ナイチンゲールの沈黙(上) [宝島社文庫] (宝島社文庫 C か 1-3 「このミス」大賞シリーズ)

ナイチンゲールの沈黙(上) [宝島社文庫] (宝島社文庫 C か 1-3 「このミス」大賞シリーズ)

  • 作者: 海堂尊
  • 出版社/メーカー: 宝島社
  • 発売日: 2008/09/03
  • メディア: 文庫

ナイチンゲールの沈黙(下) [宝島社文庫] (宝島社文庫 C か 1-4 「このミス」大賞シリーズ)

ナイチンゲールの沈黙(下) [宝島社文庫] (宝島社文庫 C か 1-4 「このミス」大賞シリーズ)

  • 作者: 海堂尊
  • 出版社/メーカー: 宝島社
  • 発売日: 2008/09/03
  • メディア: 文庫

私が購入した文庫は、下巻に誤植がありました。
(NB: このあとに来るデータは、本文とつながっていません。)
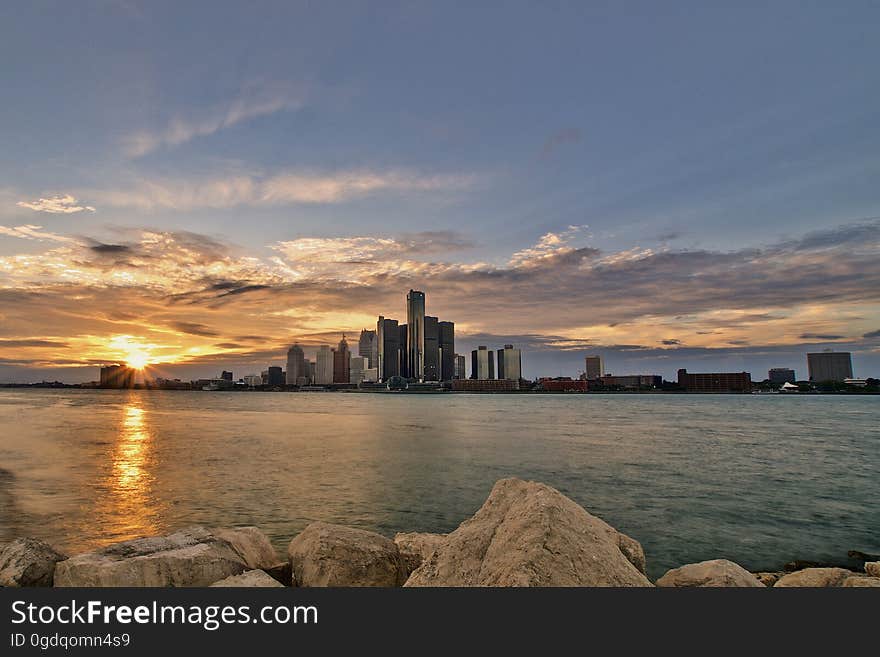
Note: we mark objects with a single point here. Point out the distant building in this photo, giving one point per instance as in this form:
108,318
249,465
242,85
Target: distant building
484,385
781,375
633,381
415,321
341,362
357,367
482,363
829,366
509,363
388,343
324,366
458,371
276,376
117,376
715,381
432,349
594,368
368,347
447,351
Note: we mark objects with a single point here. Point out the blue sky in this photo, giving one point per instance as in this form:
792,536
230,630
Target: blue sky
635,134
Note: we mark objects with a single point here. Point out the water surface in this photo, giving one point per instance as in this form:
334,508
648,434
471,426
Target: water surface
760,479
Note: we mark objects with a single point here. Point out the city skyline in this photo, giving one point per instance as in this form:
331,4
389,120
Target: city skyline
699,204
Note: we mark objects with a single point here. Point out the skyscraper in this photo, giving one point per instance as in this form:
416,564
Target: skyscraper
368,346
341,362
829,366
594,368
324,366
388,343
415,320
432,349
297,369
482,363
447,351
509,363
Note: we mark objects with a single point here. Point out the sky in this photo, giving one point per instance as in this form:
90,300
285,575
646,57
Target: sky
679,184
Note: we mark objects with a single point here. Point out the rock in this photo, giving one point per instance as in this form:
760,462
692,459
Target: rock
415,547
528,534
714,573
190,557
251,578
280,572
768,579
813,577
28,562
251,544
332,555
861,581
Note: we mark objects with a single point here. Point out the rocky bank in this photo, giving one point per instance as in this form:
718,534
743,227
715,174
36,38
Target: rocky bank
525,534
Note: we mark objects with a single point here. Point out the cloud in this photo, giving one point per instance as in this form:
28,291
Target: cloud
286,188
61,204
31,232
254,103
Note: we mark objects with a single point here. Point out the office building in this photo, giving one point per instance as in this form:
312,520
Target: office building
415,320
117,376
341,362
458,371
829,366
594,368
781,375
482,363
297,368
432,349
368,347
388,344
275,376
509,363
324,366
715,381
358,365
447,351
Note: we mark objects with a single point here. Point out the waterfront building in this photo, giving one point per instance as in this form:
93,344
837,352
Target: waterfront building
715,381
482,363
432,349
594,368
632,381
297,368
117,376
509,363
388,343
781,375
415,346
484,385
275,376
341,362
829,366
368,347
447,350
458,371
324,366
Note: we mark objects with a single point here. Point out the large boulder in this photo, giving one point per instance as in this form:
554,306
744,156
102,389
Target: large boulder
250,579
28,562
815,577
528,534
332,555
415,547
194,556
714,573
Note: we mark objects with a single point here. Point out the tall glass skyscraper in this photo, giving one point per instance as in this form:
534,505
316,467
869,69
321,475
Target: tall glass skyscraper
415,320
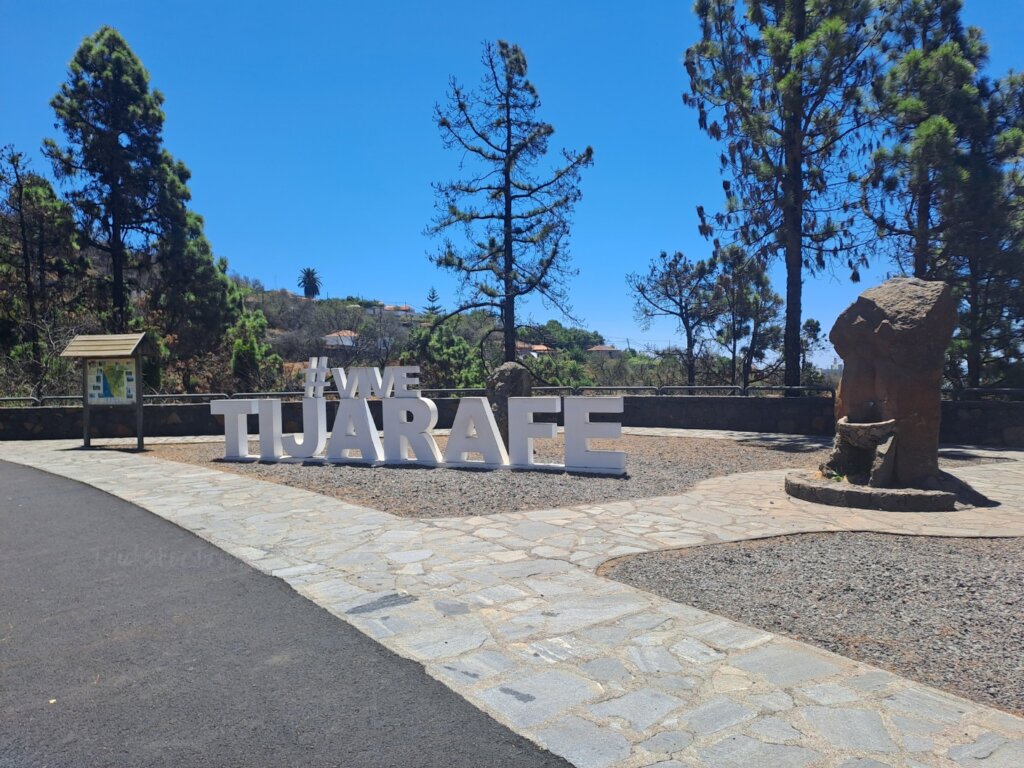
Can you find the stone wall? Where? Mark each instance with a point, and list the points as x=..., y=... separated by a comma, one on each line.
x=984, y=423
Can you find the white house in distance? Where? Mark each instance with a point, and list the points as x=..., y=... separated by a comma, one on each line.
x=605, y=351
x=341, y=339
x=395, y=310
x=522, y=349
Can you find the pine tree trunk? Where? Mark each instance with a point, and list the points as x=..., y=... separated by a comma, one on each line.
x=118, y=271
x=508, y=303
x=793, y=207
x=30, y=299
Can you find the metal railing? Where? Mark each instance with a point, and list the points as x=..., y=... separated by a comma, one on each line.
x=9, y=401
x=978, y=393
x=695, y=390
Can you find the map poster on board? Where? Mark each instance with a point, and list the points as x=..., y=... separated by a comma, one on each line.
x=111, y=382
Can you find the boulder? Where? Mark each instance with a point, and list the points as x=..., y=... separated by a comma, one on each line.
x=508, y=380
x=893, y=341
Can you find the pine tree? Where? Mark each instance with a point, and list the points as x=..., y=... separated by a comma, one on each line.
x=129, y=189
x=749, y=310
x=516, y=222
x=193, y=302
x=675, y=287
x=433, y=306
x=781, y=87
x=931, y=105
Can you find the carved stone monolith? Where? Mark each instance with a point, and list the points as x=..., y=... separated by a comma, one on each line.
x=893, y=341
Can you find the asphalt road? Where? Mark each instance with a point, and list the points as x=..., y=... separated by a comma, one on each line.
x=127, y=641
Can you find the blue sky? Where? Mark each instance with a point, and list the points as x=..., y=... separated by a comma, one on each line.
x=308, y=129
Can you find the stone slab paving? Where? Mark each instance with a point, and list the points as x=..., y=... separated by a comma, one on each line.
x=507, y=610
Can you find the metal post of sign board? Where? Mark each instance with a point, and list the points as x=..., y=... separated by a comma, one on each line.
x=138, y=400
x=85, y=403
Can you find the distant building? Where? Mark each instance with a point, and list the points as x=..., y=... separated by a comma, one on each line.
x=341, y=339
x=522, y=349
x=605, y=351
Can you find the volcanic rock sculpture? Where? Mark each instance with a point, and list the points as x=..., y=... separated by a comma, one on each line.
x=893, y=341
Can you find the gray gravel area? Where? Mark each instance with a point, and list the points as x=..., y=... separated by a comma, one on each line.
x=655, y=466
x=943, y=611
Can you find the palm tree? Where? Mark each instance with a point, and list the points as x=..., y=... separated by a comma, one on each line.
x=310, y=283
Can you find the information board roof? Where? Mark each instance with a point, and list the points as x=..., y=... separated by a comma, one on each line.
x=107, y=345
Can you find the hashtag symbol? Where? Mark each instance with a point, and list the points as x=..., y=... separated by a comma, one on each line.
x=316, y=377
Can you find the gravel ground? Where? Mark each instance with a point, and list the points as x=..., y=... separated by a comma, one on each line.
x=656, y=466
x=943, y=611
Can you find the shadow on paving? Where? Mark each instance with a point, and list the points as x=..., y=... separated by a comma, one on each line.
x=127, y=641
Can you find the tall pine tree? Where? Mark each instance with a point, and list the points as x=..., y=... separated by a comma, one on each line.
x=780, y=83
x=126, y=188
x=516, y=223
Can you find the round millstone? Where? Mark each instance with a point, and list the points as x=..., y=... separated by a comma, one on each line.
x=813, y=486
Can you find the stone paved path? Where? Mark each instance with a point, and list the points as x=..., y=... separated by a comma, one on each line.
x=507, y=610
2刷以降を買った方が良いかも知れないです。


小説 「ナイチンゲールの ちんもく」
海堂尊(かいどう たける) 宝島社文庫(各¥500 税込)
オススメ度 ★★★☆☆

(あ、ミルクティーさんとシンクロ。)

「チーム・バチスタの栄光」がテレビドラマになるんですね。設定が元に戻る(主人公が男性)のは大賛成なんだけど、白鳥氏のキャストはどうかなー、やっぱカッコ良すぎるんじゃないのかなー。もっと、こう、ダメダメな感じの人が良いと思うんだけどナー。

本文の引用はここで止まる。